- Cover to promo single issued by Odeon in Spain in 1988

Song by John Lennon

from the album John Lennon/Plastic Ono Band
- Released: 11 December 1970
- Recorded: 26 September – 9 October 1970
- Genre: Soft rock
- Length: 4:09
- Label: Apple/EMI
- Songwriter: John Lennon
- Producers: John Lennon, Yoko Ono, Phil Spector

= God (John Lennon song) =

"God" is a song by the English musician John Lennon, from his first post-Beatles solo album, John Lennon/Plastic Ono Band. The album was released on 11 December 1970 in the United States and the United Kingdom. The song references the Beatles and other cultural phenomena. As with the rest of the album, Ringo Starr plays drums and Klaus Voormann plays bass guitar; in addition, Billy Preston joins Lennon in playing piano on the track.

==Recording==
"God" was recorded at Abbey Road Studios in October 1970 with Ringo Starr on drums, Klaus Voormann on bass guitar, and Billy Preston on piano. The final version of the song was recorded on 9 October 1970, Lennon's 30th birthday.

According to Voormann, Lennon initially introduced the song on guitar before later shifting to piano during the recording sessions. Lennon later said he wanted the song to have a gospel feel, but felt that the early arrangements did not achieve the sound he wanted. Preston was subsequently brought in to perform piano on the final recording.

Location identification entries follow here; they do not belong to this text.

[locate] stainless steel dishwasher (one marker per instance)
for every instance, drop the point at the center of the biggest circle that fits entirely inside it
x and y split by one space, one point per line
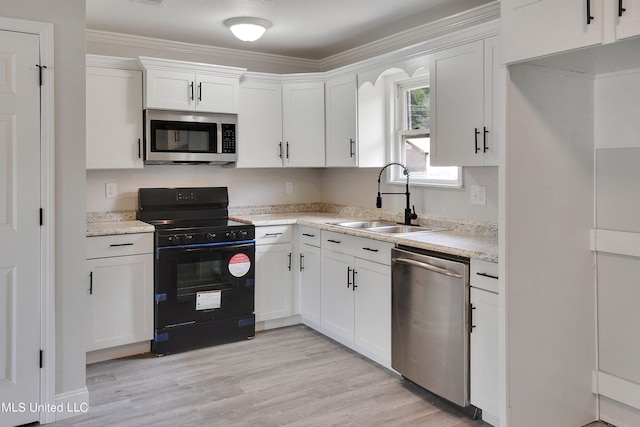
430 315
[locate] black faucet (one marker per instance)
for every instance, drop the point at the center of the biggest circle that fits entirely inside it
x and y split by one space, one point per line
408 214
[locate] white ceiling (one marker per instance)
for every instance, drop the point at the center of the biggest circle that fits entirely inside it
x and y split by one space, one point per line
311 29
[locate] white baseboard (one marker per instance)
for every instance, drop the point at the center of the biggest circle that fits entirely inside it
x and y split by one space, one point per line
616 388
72 403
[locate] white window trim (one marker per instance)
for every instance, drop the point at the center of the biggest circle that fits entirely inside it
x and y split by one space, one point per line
396 83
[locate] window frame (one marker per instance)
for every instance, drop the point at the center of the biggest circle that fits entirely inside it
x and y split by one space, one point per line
398 84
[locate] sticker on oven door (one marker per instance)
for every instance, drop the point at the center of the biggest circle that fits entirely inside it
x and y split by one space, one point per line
208 300
239 265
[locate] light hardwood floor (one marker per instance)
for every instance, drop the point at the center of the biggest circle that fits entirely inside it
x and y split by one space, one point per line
284 377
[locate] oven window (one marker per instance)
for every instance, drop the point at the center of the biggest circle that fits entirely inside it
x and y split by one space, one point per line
168 136
197 275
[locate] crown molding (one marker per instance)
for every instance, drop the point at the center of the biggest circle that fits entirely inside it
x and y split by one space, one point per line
414 36
408 39
217 54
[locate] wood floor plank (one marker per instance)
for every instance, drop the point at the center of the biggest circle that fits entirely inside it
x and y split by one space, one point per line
284 377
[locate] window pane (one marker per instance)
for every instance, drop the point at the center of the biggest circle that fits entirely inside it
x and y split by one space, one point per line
417 108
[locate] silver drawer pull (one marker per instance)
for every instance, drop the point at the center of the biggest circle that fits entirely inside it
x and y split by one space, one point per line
426 266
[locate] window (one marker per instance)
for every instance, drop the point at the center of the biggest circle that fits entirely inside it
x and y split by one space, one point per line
411 140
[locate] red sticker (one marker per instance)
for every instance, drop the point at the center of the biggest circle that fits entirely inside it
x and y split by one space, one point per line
239 265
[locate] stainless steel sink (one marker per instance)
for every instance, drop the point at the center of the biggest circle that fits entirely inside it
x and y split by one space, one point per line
401 229
366 224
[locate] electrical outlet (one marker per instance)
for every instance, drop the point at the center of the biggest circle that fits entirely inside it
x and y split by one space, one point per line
478 195
110 190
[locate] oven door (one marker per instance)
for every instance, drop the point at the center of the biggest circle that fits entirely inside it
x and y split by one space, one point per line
203 282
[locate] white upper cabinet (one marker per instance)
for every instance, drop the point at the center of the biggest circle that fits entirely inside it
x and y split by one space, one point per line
281 125
183 86
260 125
114 116
535 28
303 124
464 129
341 121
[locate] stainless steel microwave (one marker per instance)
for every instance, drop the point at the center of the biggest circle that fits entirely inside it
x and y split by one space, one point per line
174 137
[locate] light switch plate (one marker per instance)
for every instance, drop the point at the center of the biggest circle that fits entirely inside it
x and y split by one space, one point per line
110 190
478 195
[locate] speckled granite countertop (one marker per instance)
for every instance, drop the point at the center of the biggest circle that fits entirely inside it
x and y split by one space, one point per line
483 246
118 227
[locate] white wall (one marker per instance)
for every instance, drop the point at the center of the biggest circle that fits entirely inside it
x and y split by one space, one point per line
549 277
68 17
247 187
359 187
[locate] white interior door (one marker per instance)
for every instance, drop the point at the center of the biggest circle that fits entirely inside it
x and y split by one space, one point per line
19 228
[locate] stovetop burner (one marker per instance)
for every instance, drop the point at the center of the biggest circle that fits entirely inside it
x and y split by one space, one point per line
186 216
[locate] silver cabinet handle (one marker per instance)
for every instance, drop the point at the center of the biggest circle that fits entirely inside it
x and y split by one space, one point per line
426 266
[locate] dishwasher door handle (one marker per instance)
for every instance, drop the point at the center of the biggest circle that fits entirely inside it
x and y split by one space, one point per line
427 266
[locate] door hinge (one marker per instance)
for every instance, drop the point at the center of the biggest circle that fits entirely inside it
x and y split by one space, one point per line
40 67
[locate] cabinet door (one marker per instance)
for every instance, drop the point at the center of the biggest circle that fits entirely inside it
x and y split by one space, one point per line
337 297
114 118
310 284
303 124
171 90
260 125
484 351
341 125
627 21
217 94
494 102
119 301
373 310
534 28
457 106
273 281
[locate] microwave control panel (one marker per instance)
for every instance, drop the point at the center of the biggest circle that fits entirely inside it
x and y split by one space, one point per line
228 137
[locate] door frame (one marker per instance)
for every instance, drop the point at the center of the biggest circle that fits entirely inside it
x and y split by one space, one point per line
47 202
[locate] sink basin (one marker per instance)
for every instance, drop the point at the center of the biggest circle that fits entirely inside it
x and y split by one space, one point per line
366 224
401 229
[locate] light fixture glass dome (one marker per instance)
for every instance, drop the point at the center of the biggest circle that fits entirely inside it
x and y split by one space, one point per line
247 29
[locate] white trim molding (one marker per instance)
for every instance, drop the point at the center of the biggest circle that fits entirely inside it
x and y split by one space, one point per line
616 388
615 242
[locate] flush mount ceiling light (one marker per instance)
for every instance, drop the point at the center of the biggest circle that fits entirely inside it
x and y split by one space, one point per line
247 29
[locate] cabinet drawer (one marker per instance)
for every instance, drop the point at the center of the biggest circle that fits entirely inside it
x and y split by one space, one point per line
372 250
359 247
119 245
484 275
309 235
273 234
336 242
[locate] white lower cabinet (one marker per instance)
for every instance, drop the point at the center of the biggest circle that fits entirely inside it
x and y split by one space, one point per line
119 290
355 294
274 284
309 275
484 340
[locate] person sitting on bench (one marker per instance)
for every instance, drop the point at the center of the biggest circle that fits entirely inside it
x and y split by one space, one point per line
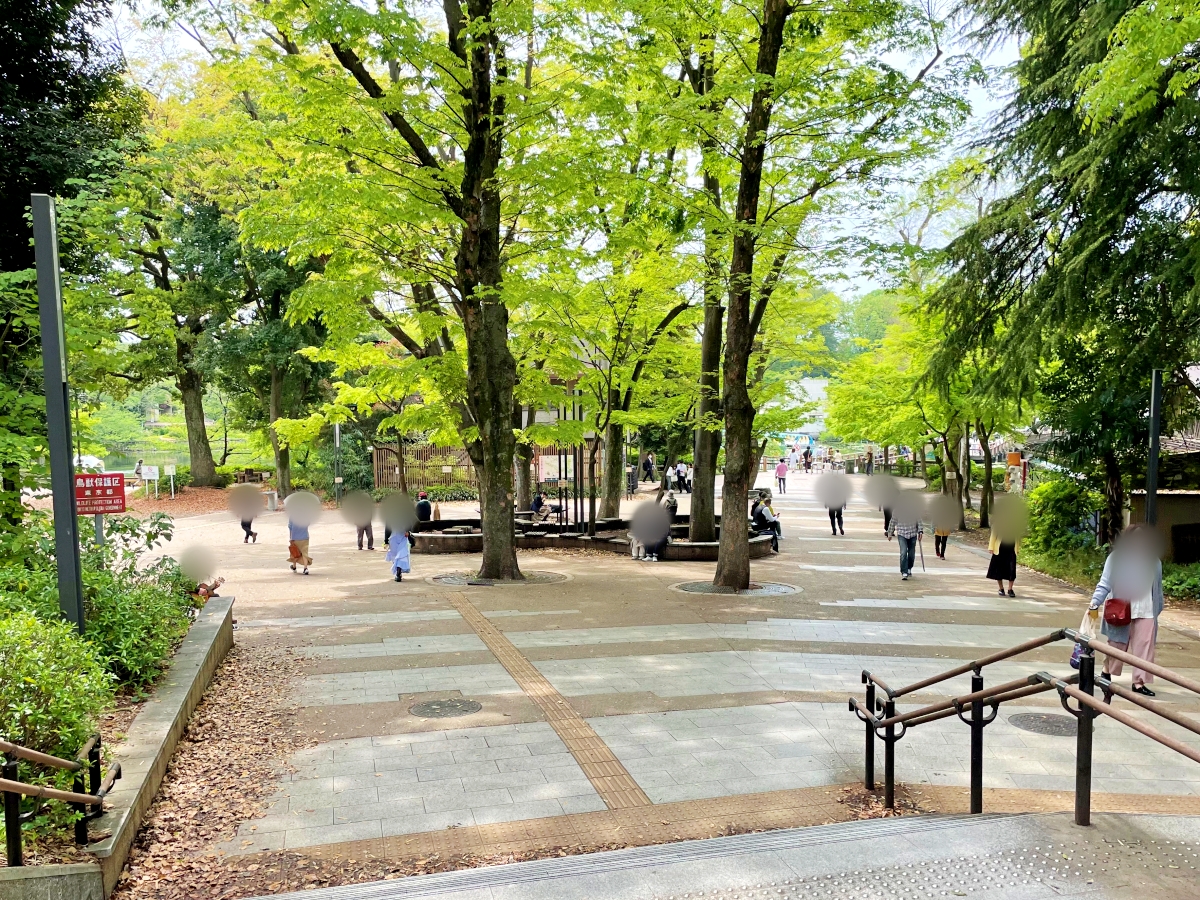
765 521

Lennon described the arrangement as intentionally simple, stating that he preferred "simple rock and nothing else".

In the 2008 documentary Classic Albums: John Lennon/Plastic Ono Band, engineers and musicians involved in the recording discussed the song's sparse arrangement and Starr's varying tom drum fills throughout the "I don't believe in" sequence. Starr later said the album was among the recording sessions he was most proud of.

==Composition and meaning==
There are three sections in the song. Lennon later said he preferred writing songs drawn from personal experience, and viewed "God" as part of a more autobiographical style that emerged during the making of John Lennon/Plastic Ono Band.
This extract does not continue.